Die „Neue Zürcher Zeitung“ (NZZ) sah, dass diese schwierige Situation auch zur schwersten Krise von Wolfgang Schäuble wurde – von seinem Ziehvater, dem er stets loyal gedient hatte: „Als dem Kanzler der Einheit dämmerte, dass sein Lebenswerk in Gefahr war, tat er etwas, was auch Wolfgang Schäuble erst in der Rückschau wirklich begriffen hat, wie er in seinem Buch ‚Mitten im Leben‘ darlegt: Kohl schmiedete eine Intrige mit kriminellen Elementen, um ihn, Schäuble, zu vernichten. Der Altkanzler lenkte die Aufmerksamkeit auf seinen treuesten Gefolgsmann. Rollte ihn als Schutzschild vor sich in die Schusslinie.“

Dafür hatte ihm Schäuble sogar aus Versehen eine Steilvorlage gegeben: Auch er hatte eingeräumt, eine Barspende von 100.000 D-Mark von einem Rüstungslobbyisten bekommen und an die Partei abgeführt zu haben. Der Verbleib des Geldes konnte seltsamerweise nie geklärt werden. Auf einmal stand Schäuble im Zentrum der Aufmerksamkeit. Der Mann, für den Anstand der wichtigste Maßstab ist, sah seine Integrität verletzt. „Der Angriff auf seine Ehre hat Wolfgang Schäuble härter getroffen als die Schüsse, die ihn in den Rollstuhl zwangen“, schrieb die „NZZ“.

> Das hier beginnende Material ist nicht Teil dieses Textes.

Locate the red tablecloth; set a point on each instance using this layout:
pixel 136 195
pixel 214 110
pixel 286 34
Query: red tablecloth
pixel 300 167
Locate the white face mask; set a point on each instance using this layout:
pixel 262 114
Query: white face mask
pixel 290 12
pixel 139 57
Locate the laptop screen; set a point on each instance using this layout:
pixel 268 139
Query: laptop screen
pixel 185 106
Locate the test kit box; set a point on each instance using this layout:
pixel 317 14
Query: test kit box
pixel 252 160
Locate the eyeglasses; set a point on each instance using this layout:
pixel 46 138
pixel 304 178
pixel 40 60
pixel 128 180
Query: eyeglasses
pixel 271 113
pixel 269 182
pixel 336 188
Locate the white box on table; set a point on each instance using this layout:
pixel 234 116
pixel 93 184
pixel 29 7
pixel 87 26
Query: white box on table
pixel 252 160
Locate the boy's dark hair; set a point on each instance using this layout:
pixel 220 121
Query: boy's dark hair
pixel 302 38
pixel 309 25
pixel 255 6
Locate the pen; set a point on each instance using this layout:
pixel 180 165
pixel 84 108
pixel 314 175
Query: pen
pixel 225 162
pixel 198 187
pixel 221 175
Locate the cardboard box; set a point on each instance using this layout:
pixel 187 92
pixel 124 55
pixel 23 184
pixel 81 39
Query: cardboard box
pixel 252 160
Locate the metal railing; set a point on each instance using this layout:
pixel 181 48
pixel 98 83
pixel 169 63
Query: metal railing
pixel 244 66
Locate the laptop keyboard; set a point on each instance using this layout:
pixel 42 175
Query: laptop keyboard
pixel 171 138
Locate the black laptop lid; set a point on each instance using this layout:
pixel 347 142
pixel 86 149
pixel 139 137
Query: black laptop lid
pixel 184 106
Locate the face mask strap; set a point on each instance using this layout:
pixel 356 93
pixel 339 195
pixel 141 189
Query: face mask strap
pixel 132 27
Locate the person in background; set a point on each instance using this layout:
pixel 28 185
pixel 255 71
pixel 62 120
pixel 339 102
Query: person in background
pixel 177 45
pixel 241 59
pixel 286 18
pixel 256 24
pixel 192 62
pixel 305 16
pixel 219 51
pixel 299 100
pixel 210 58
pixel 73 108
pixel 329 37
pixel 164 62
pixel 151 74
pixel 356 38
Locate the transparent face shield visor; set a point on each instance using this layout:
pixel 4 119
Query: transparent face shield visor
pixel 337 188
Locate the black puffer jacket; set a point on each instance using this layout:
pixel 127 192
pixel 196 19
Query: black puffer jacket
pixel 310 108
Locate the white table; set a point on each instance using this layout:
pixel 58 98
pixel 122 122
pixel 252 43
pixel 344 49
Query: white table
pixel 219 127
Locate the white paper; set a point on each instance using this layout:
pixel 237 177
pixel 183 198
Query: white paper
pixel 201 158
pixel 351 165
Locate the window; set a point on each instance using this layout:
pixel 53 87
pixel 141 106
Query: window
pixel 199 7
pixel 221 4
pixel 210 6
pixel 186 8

Weil seine Glaubwürdigkeit auf dem Spiel stand und Kohl, der zu seiner Entlastung hätte beitragen können, eisern schwieg, ist er im Februar 2000 als CDU-Vorsitzender und Fraktionschef zurückgetreten. Zuvor hatte es noch ein Treffen mit dem Altkanzler gegeben, bei dem Schäuble laut „Tagesspiegel“ mit Kohl gebrochen hat: „Ich habe schon viel zu viel meiner knapp bemessenen Lebenszeit mit dir verbracht, und es wird keine Minute mehr geben.“

Später sagte Schäuble in einer Dokumentation der ARD-Reihe „Duelle“ über Kohl: „Ich hege keinen Groll gegen ihn, gehe mit ihm respektvoll um, mit seinem Andenken. Aber ich will nichts mehr mit ihm zu tun haben.“

„Isch over“

„Isch over“, pflegt Schäuble auf gut badisch zu sagen, wenn etwas für ihn gelaufen ist. Es wurde ein berüchtigtes Zitat, als er Finanzminister im Kabinett von Bundeskanzlerin Angela Merkel war und es um weitere Hilfszahlungen an das klamme EU-Mitglied Griechenland ging.

Isch over – gilt das nun auch für Schäuble in der Politik? Das „Politikersein“ habe ihm geholfen, alles zu bewältigen, seit er im Rollstuhl sitzt, hat er dem „SZ-Magazin“ gesagt. Obwohl seine Frau Ingeborg sich einen Rückzug aus der Politik gewünscht hätte. „Ich habe sie damals gefragt: Willst du wirklich, dass ich dann ohne alles bin?“

Er ist jetzt Alterspräsident des Parlaments. Und er achte sehr darauf, dass er der amtierenden Bundestagspräsidentin „nicht in die Quere komme“, sagte er der „Süddeutschen Zeitung“: „Ich gehe natürlich in die Fraktionssitzungen, aber ich versuche, meinen Rat nur zu geben, wenn ich danach gefragt werde. Und nicht einfach so. Ich kann die Alten nicht leiden, die sich ständig einmischen.“

Sein Mandat geht bis 2025, jüngst in einem Interview mit dem „Tagesspiegel“ kündigte Schäuble an: Dann „isch over“.